Prof. Léon VANDERMEERSCH
- Former Member, Académie des Inscriptions et Belles-Lettres, Institut de France
Former Director, École Française d'Extrême-Orient
Leon VANDERMEERSCH was born in 1928, France (Department: North). He received Diploma in Chinese (1948) and Vietnamese (1951) from Paris Institute for Eastern Languages, and National PhD in Law (1950), in Literature (1975) from Paris University. His rich academic experiences include: Research Fellow in Kyoto University (1959-1961 and 1964-1965), in Hong Kong University (1981-1964); Teacher in Vietnam Middle School (in Saigon :1951-1954, in Hanoi:1954-1955); Research-Member of the French Institute for Far-Eastern Studies (EFEO) (1956-1966); Lecturer in the University of Aix-en-Provence (1966-1973), in the University of Paris7 (1973-1979); Professor in the University of Paris7 (1973-1979); Director of Research-Work in Paris Ecole Pratique des Hautes Etudes (EPHE) (1979-1993, Professorship in History of Confucianism); French Director in Tokyo French-Japanese House (1981-1984); Director of EFEO (1988-1993); Academie des Inscriptions et Belles-Lettres Correspondent Member. His most important books include Wangdao; or, The Royal Way (Wangdao ou la Voie royale), The New Chinese World (Le nouveau monde sinisé) and so on. He was awarded the Prix Stanislas Julien prize, the nobel prize in sinology studies, in 1980.
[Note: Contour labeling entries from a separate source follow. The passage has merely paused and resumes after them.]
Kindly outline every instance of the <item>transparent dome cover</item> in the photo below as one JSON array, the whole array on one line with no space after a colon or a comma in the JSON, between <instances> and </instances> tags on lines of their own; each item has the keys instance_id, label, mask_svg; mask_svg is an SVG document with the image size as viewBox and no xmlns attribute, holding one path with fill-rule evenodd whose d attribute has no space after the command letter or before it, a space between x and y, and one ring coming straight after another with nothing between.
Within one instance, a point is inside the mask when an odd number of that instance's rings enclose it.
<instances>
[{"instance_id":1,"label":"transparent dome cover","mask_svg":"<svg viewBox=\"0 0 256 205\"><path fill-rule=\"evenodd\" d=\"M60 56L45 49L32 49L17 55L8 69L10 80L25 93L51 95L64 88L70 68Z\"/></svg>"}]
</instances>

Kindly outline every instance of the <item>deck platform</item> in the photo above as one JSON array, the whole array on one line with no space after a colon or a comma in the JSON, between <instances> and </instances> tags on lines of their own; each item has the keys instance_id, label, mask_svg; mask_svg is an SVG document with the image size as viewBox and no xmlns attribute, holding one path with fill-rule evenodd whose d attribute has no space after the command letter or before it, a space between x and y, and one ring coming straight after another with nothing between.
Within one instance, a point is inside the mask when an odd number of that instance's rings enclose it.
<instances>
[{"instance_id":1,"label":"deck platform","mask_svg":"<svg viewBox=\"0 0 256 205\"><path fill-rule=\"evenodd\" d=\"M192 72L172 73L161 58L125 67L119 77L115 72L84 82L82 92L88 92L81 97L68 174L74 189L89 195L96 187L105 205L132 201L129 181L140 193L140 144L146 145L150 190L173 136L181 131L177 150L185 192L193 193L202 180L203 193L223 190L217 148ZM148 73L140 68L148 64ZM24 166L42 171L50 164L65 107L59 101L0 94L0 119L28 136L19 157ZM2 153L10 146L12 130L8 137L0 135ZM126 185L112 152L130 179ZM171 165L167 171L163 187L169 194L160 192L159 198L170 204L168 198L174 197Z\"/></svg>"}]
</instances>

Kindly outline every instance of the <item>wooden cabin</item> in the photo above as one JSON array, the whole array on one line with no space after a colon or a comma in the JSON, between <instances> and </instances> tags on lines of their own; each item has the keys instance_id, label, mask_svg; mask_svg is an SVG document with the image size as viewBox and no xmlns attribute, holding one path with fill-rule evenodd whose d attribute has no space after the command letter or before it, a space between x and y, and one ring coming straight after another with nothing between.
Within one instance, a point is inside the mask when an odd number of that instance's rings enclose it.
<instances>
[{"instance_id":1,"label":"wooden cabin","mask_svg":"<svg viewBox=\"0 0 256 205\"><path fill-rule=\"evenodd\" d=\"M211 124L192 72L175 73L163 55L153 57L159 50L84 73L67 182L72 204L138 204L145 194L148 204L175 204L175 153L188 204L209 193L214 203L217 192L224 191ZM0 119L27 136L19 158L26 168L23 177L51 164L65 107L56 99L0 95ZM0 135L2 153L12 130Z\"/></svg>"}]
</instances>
Prof. Nils Göran David MALMGVIST
- Renowned Swedish Sinologist
Member, Selection Committee of Nobel Prize in Literature
Prof. Nils Göran David Malmqvist was a leading Swedish sinologist. After receiving a degree from the Uppsala University, Professor Malmqvist followed the studies of ancient Chinese literature and Chinese phonology under renowned Prof. Bernhard Karlgren at Stockholm University in 1946 and then obtained his Fil. Lic. in Chinese from this university. In the following 60 more years, Professor Malmqvist had actively involved himself in Chinese literary studies and translation and has taught Chinese in top universities in Europe and Australia. Professor Malmqvist was a prolific writer with extensive interest in Chinese culture. Over the years, he had published widely in English and Swedish on Chinese history and literature. He had translated over 30 volumes and some 200 literary pieces from Chinese. He had made great contributions in promoting academic and cultural exchanges between Sweden and China (including Hong Kong) as well as between the Western and the Chinese cultures. His distinguished achievements had earned him numerous awards, such as the Knighthood of the Northern Star, the Royal Prize by Swedish Academy, the Royal Swedish Academy of Sciences Translation Prize.
Prof. Jie LIU
- Position: Associate Professor, Department of Translation, School of Foreign Languages, National Huaqiao University
- Visiting Period: January 2 – April 20, 2024
- Research interests: Translation History of China in the 20th Century, History of Foreign Language Education & Theory and Practice of Interpreting
Publications:
From Classroom to War of Resistance: Chinese Military Interpreter Training during World War II. Abingdon, Oxon; Routledge, 2024.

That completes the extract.